02-09-2017 11:00 AM
I've set up SNMP traps to send to our Solarwinds server and found that the trap wlsxAPNumDown seems to indicate an AP failure, reboot, or port down issue. Most of the time it works great and we can see on the controller that an AP did in fact reboot or lose connectivity temporarily. Other times we receive these traps for what seems like no reason at all. The AP has been up for 200+ days in our most recent event.
The closest thing I can find that may be the problem is that our secondary controller may be trying to take over as the Master in a VRRP configuration, causing the AP to "go down" on the primary controller. Unfortunately I cannot find any good evidence that there is a switching issue which would cause a loss of communication between the two. Does anyone see a misconfiguration in the VRRP config below?
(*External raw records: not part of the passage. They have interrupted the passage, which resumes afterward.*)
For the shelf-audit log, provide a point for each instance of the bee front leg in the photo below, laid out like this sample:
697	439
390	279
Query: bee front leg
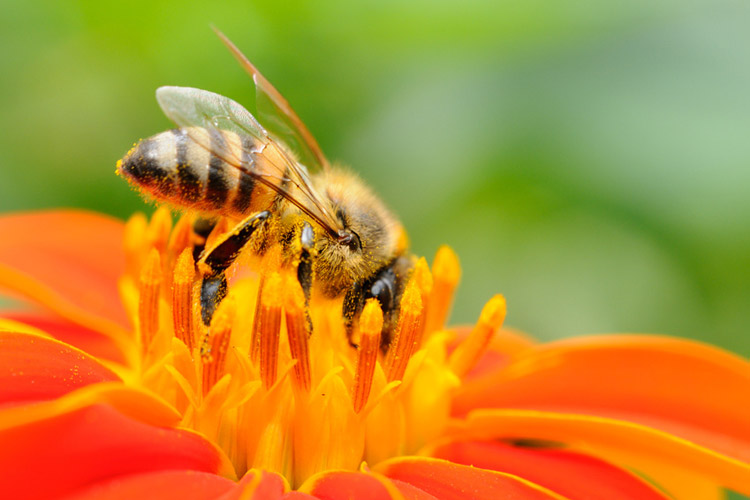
214	262
386	286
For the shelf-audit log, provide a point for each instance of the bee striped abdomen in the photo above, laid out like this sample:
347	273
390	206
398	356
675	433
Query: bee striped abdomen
173	167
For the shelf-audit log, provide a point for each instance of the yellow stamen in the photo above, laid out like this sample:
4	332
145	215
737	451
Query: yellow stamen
446	272
467	354
423	278
181	238
182	298
148	301
159	229
269	326
297	332
409	322
370	327
135	229
217	343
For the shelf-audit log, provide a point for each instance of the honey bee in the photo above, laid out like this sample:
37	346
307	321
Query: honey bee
222	162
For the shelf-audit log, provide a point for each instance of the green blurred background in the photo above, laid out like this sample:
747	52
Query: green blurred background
590	160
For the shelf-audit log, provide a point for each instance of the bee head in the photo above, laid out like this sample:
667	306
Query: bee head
366	240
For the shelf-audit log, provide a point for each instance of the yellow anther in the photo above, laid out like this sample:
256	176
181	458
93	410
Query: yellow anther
403	344
467	354
370	327
159	229
217	344
446	273
133	239
182	298
181	238
268	326
423	278
148	301
297	331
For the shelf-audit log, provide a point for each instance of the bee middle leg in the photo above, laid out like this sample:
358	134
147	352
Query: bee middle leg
214	262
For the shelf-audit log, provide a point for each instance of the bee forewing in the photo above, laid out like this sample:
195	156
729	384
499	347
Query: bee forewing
189	107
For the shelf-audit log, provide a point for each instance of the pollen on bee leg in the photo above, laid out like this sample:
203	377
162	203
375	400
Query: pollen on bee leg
297	330
148	301
370	328
446	272
182	298
214	351
409	322
268	326
423	278
468	352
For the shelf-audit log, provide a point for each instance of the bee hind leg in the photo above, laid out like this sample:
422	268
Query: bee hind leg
214	262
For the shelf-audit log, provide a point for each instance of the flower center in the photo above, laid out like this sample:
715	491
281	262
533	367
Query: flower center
274	381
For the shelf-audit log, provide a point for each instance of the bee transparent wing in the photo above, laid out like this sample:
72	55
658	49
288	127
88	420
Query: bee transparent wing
280	120
202	114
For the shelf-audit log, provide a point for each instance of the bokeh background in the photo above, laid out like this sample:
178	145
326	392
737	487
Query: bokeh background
588	159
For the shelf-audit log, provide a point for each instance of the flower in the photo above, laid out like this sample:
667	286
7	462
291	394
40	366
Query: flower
255	407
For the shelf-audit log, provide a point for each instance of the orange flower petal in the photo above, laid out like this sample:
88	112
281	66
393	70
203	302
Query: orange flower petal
184	484
571	474
69	261
343	485
686	388
447	481
411	492
629	445
58	455
258	485
87	340
34	368
505	346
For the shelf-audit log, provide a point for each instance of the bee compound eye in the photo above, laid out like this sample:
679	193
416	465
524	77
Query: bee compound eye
350	239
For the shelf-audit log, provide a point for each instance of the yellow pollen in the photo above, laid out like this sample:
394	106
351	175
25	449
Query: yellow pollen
467	354
423	278
409	322
182	298
446	273
268	326
297	331
148	301
217	344
370	327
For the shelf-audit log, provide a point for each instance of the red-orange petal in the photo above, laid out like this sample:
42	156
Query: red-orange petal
411	492
646	450
571	474
34	368
59	455
449	481
85	339
257	485
689	389
344	485
67	260
182	484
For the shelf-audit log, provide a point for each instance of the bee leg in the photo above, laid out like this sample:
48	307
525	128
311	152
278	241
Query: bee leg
202	227
216	260
386	286
305	267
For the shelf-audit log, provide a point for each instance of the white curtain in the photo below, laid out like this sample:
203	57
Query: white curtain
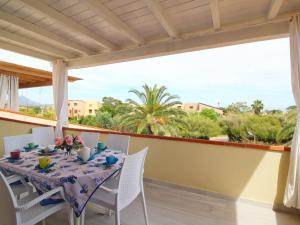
60	94
292	191
9	92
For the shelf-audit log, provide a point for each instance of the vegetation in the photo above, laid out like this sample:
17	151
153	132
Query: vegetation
40	111
154	111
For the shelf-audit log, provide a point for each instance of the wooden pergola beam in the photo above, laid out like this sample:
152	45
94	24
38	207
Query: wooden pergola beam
35	84
215	14
35	45
218	39
26	51
45	34
274	9
68	22
15	69
113	20
161	16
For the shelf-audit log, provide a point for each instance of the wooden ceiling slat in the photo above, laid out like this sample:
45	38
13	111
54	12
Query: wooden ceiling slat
29	77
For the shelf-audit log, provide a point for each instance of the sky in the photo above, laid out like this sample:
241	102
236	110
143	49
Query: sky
219	76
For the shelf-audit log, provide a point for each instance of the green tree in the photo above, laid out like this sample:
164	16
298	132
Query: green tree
201	126
114	106
155	113
104	120
257	107
286	133
210	114
237	107
251	128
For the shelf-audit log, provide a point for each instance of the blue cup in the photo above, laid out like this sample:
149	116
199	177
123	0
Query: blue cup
100	146
110	160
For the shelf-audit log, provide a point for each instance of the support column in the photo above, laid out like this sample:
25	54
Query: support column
60	95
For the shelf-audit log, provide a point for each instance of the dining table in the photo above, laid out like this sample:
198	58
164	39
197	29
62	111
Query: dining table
79	179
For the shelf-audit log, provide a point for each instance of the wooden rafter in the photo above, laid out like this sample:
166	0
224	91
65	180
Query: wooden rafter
275	8
45	34
159	13
215	14
26	51
29	77
218	39
68	22
113	20
35	45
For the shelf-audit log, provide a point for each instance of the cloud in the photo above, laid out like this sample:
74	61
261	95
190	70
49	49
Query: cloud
245	72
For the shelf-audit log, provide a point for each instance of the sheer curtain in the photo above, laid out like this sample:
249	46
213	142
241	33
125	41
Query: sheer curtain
292	191
60	94
9	92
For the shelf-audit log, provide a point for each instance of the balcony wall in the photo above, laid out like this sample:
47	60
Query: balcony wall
255	173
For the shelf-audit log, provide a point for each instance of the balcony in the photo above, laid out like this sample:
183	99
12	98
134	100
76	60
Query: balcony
197	182
188	182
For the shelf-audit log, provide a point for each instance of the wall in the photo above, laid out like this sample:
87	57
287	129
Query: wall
238	172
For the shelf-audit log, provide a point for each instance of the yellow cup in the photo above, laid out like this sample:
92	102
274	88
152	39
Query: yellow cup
44	162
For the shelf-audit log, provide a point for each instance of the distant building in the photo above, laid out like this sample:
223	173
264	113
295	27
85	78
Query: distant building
198	107
82	108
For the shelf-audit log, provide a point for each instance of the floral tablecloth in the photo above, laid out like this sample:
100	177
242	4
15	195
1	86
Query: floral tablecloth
79	180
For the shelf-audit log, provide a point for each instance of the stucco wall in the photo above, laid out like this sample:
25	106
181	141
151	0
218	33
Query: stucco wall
252	174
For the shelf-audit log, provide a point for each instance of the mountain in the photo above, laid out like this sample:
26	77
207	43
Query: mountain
24	101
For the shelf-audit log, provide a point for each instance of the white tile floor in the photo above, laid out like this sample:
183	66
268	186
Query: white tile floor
169	206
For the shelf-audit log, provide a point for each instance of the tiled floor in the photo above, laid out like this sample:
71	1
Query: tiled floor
169	206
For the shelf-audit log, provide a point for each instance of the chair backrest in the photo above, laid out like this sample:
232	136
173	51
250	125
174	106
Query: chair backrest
43	136
16	142
90	139
8	204
131	178
118	142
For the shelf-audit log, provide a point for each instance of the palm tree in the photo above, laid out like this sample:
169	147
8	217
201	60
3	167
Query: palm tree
286	133
156	113
257	106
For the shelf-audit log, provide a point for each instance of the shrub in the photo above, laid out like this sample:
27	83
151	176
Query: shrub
251	128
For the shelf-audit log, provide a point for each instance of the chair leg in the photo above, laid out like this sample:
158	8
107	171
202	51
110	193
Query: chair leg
117	217
144	207
71	216
82	217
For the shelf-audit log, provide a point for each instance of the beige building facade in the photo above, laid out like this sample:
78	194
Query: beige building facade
82	108
198	107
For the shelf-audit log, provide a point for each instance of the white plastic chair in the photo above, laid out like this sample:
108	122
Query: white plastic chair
118	194
118	142
27	211
12	143
90	139
43	136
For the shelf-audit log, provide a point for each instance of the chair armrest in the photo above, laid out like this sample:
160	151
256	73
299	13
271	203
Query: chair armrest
111	191
39	199
13	178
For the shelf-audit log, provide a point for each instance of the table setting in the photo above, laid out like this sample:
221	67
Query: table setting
68	163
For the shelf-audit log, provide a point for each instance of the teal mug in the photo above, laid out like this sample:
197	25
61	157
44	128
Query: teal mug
100	146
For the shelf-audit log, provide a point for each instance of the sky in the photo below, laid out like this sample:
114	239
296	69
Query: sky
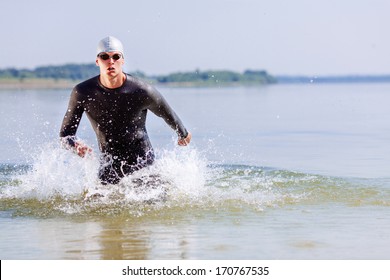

peer-ip-address 10.1.1.3 ipsec <passphrase>
ip address 10.1.1.1
preempt delay 0
peer-ip-address 10.1.1.2 ipsec <passphrase>
ip address 10.1.1.1
Solved! Go to Solution.
02-13-2017 09:47 AM
We received more of these snmp traps. After investigating the site from layer 1 up, we have found:
No port errors
No port discards
No high bandwidth usage
No spanning-tree events
No packet loss or latency during the noted time period
No reports of network issues during this time
No routing table changes (all static)
AP's are reporting uptime of several weeks, so they did not reboot or lose connectivity
Are there any suggestions as to why this may be occurring? I also have a ticket open with HPE support trying to identify what could be causing this.
02-16-2017 12:27 PM
Ok so I've been using the wrong snmp trap for alerts based on what we wanted: an up/down alert for when AP's go offline.
Don't use wlsxAPNumDown for this, as it is only tracking a counter that increments when an alarm is added. Obviously you may want to look into alarms if this fires, but you should actually use wlsxNAccessPointIsDown and wlsxNAccessPointIsUp for basic up/down.